Salix doii

Scientific classification
- Kingdom: Plantae
- Clade: Embryophytes
- Clade: Tracheophytes
- Clade: Spermatophytes
- Clade: Angiosperms
- Clade: Eudicots
- Clade: Rosids
- Order: Malpighiales
- Family: Salicaceae
- Genus: Salix
- Species: S. doii
- Binomial name: Salix doii Hayata

= Salix doii =

- Genus: Salix
- Species: doii
- Authority: Hayata

Species of willow

Salix doii is a shrub from the genus of the willow (Salix) with mostly 3 to 4 centimeters long leaf blades. The natural range of the species is in Taiwan.

==Description==
Salix doii grows as a shrub up to 3 m high. The branches are hairy to a greater or lesser extent. The leaves have a 0.8 to 1.5 centimeter long, downy hairy petiole. The leaf blade is oblong-lanceolate, 3 to 4 centimeters long and about 1 centimeter wide. The leaf margin is entire, the leaf base wedge-shaped-rounded to rounded, the leaf end pointed. The upper side of the leaf is sparsely hairy with shaggy hair, the underside with downy hair. Ten lateral nerves are formed on each side of the median artery.

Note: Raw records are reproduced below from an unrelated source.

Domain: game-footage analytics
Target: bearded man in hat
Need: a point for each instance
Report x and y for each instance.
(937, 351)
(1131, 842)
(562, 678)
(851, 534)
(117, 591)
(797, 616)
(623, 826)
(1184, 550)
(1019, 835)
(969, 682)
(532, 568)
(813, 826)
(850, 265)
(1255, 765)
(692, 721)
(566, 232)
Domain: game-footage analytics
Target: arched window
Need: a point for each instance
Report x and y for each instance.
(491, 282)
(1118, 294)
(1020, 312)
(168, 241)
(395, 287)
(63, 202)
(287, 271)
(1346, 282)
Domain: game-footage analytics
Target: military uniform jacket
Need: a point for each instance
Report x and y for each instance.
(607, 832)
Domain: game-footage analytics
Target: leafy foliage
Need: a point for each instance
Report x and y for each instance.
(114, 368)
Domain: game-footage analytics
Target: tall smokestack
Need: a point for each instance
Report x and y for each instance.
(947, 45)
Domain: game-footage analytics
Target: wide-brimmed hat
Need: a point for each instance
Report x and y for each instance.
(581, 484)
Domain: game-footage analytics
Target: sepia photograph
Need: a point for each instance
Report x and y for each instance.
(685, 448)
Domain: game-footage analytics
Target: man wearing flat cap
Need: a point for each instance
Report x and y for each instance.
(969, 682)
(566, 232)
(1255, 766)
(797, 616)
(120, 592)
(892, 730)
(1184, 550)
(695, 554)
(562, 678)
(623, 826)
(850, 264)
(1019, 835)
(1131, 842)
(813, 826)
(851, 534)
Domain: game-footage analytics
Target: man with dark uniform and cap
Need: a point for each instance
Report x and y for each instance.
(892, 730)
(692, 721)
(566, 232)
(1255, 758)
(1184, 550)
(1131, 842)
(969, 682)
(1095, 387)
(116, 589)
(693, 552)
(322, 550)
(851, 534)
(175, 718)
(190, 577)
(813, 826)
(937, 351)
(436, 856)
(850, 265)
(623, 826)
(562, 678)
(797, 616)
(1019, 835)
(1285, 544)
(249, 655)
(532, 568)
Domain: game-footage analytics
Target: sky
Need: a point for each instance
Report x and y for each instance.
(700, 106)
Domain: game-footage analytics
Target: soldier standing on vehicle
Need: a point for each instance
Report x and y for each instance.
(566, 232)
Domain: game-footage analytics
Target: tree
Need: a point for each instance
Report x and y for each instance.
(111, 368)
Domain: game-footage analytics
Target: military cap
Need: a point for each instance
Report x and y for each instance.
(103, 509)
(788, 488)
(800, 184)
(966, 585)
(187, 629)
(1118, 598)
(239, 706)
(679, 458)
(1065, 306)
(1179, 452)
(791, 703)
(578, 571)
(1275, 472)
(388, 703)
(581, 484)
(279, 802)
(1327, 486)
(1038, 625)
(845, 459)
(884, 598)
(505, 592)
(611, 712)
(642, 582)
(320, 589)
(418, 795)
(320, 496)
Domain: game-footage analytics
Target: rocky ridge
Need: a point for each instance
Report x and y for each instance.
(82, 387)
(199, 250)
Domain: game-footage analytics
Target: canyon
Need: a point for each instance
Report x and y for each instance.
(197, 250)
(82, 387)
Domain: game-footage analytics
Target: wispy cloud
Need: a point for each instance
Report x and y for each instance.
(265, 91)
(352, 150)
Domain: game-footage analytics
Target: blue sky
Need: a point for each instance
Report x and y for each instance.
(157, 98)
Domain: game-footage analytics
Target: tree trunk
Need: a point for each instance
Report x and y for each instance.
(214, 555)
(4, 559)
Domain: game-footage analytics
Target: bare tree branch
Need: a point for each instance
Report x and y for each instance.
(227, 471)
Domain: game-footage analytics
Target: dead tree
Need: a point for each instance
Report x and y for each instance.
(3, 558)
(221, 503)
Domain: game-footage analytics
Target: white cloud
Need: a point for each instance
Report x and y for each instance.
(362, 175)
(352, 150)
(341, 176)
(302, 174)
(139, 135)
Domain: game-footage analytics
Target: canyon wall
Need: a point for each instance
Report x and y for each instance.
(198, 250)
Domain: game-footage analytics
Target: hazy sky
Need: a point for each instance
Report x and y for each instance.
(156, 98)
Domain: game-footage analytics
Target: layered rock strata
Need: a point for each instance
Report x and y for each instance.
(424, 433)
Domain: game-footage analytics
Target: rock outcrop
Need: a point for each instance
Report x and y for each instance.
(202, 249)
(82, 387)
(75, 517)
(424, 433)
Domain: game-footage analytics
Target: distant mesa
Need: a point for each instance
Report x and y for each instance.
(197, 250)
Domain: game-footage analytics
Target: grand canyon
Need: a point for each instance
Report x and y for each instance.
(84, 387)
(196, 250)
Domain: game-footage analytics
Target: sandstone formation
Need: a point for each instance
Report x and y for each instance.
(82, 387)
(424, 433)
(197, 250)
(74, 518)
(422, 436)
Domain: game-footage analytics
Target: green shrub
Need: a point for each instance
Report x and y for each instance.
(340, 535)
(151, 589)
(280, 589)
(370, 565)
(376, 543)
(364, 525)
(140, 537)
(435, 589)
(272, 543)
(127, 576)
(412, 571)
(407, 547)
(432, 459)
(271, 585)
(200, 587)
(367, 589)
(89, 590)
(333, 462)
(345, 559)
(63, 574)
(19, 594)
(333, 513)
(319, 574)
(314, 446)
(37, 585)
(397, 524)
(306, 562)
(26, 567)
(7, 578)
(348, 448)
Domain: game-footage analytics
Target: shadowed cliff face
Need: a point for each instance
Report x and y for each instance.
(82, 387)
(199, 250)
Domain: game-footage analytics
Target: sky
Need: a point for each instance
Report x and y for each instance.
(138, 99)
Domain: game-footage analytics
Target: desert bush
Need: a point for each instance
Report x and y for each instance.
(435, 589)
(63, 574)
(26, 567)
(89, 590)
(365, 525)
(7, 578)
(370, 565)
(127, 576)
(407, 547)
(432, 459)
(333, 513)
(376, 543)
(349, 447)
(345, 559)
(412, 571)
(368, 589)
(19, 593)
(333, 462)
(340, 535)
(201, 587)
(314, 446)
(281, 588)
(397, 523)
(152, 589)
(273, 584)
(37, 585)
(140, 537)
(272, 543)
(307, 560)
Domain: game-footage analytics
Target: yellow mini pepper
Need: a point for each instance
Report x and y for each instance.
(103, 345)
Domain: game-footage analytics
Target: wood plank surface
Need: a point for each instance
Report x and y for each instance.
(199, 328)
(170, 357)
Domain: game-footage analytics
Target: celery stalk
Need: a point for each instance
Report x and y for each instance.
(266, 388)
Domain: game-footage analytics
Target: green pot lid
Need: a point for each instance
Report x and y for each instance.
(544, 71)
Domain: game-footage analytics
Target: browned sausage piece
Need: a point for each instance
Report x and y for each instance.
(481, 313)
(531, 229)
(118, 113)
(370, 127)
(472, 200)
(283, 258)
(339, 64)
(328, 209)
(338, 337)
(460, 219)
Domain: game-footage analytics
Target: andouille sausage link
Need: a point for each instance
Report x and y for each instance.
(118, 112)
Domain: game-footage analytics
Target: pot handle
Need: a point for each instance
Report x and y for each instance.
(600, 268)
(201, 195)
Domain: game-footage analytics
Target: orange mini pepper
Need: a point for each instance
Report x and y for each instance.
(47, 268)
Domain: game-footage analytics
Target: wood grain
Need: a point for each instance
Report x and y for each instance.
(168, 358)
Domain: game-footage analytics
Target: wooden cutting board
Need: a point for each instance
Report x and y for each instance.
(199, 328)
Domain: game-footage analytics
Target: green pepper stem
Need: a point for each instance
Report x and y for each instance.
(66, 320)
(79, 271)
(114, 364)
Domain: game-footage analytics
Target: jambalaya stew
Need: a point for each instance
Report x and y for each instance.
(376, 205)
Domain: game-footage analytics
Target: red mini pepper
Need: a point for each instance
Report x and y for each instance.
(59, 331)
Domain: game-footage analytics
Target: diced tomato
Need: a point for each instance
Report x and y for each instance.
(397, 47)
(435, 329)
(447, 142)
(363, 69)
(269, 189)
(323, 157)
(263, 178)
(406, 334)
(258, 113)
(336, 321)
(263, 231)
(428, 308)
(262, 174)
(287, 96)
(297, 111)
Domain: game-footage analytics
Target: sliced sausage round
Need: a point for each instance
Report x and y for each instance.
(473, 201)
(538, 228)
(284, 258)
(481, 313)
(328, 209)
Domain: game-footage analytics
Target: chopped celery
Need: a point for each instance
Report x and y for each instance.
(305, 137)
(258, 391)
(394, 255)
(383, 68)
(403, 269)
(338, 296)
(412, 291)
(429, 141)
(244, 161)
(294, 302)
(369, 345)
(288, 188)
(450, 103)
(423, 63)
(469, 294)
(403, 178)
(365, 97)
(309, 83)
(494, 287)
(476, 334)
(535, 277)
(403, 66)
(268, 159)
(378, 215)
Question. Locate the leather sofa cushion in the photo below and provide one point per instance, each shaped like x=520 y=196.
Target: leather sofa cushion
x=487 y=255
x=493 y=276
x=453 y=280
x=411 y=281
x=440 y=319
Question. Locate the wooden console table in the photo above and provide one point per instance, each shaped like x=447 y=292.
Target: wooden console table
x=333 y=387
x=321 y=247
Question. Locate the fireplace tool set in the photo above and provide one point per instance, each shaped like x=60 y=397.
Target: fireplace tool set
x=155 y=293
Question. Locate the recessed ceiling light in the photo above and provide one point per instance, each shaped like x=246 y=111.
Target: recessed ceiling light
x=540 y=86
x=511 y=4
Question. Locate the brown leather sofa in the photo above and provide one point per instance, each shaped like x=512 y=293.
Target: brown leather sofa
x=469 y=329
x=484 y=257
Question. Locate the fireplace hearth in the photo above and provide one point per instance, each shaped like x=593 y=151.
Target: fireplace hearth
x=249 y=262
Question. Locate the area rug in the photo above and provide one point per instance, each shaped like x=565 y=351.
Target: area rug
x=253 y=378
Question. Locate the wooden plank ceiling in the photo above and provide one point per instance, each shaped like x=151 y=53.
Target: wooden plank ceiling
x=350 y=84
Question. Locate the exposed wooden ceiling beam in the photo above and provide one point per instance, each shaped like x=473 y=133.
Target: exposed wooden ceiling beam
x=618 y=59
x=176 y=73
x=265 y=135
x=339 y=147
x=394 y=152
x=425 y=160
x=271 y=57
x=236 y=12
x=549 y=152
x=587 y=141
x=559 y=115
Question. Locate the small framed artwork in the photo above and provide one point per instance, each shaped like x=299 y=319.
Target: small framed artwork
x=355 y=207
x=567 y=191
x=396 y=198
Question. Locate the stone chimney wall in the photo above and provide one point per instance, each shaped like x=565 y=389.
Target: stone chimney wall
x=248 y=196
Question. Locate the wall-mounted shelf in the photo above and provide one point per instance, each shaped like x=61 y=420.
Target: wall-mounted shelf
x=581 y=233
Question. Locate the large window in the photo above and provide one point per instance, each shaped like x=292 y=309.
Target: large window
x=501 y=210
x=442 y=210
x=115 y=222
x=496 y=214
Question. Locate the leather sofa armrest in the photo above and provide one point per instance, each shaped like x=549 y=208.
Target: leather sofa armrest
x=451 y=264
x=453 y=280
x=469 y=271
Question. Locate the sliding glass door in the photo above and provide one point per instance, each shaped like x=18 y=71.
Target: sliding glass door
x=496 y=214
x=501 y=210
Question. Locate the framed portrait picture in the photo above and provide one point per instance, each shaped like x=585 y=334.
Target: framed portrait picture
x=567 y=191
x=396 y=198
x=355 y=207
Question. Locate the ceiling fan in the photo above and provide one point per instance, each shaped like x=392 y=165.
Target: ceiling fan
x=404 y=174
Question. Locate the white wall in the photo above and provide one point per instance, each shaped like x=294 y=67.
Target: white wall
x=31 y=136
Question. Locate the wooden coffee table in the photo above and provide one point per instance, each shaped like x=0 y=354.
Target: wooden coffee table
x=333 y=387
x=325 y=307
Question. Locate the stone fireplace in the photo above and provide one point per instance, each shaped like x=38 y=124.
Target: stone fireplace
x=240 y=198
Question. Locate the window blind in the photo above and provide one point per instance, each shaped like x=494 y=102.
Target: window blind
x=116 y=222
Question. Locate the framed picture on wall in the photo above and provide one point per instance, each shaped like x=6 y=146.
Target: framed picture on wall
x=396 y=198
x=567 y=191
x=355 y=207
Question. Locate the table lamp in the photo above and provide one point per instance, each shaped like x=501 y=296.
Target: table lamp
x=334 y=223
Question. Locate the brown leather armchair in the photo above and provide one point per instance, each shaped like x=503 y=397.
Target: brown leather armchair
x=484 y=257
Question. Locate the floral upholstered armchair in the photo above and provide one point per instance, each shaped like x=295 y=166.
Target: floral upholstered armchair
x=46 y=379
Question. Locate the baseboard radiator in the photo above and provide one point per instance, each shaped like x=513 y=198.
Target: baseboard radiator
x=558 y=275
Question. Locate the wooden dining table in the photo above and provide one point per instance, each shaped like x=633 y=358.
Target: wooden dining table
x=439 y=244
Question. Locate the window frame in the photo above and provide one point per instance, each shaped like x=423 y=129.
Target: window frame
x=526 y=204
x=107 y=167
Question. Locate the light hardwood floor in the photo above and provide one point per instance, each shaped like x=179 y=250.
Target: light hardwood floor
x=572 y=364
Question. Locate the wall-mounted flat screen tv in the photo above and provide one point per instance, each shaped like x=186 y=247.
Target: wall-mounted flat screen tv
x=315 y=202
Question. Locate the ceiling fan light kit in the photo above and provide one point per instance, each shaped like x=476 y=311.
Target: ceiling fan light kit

The male inflorescences are 2.5 to 3, rarely up to 4 centimeters long, catkins. The peduncle is short and has one or two scaly, small leaves. The bracts are elongated or elliptical, downy hairy and ciliate and about half as long as the stamens. Male flowers have a short-cylindrical adaxial nectar gland. There will be two detached stamensformed, the stamens are finely haired near the base. The female catkins are about 3 centimeters long, when the fruit is ripe, 6 to 8 centimeters long and have a diameter of about 1.5 centimeters. The peduncle is about 1.5 centimeters long and has two or three small leaves. The bracts resemble those of the male inflorescences. Female flowers have an adaxial nectar gland. The ovary is narrow-ovate, finely hairy and long stalks, the stylus is short, the scar lapped four times. The fruits are slightly hairy capsules.

==Range==
The natural range is on Taiwan. There the species grows in open areas and near rivers at altitudes of 2000 to 2800 m.

==Taxonomy==
Salix doii is a kind from the kind of willow (Salix), in the family of the pasture plants (Salicaceae). There, it is the section Fulvopubescentes assigned. It was first scientifically described in 1915 by Hayata Bunzo. Synonyms of the species are Salix eriostroma Hayata, Salix fulvopubescens var. Doii (Hayata) KC Yang & TC Huang and Salix morii Hayata.

==Literature==
- Wu Zheng-yi, Peter H. Raven (Ed.): Flora of China. Volume 4: Cycadaceae through Fagaceae. Science Press / Missouri Botanical Garden Press, Beijing / St. Louis 1999, ISBN 0-915279-70-3, pp. 190, 191 (English).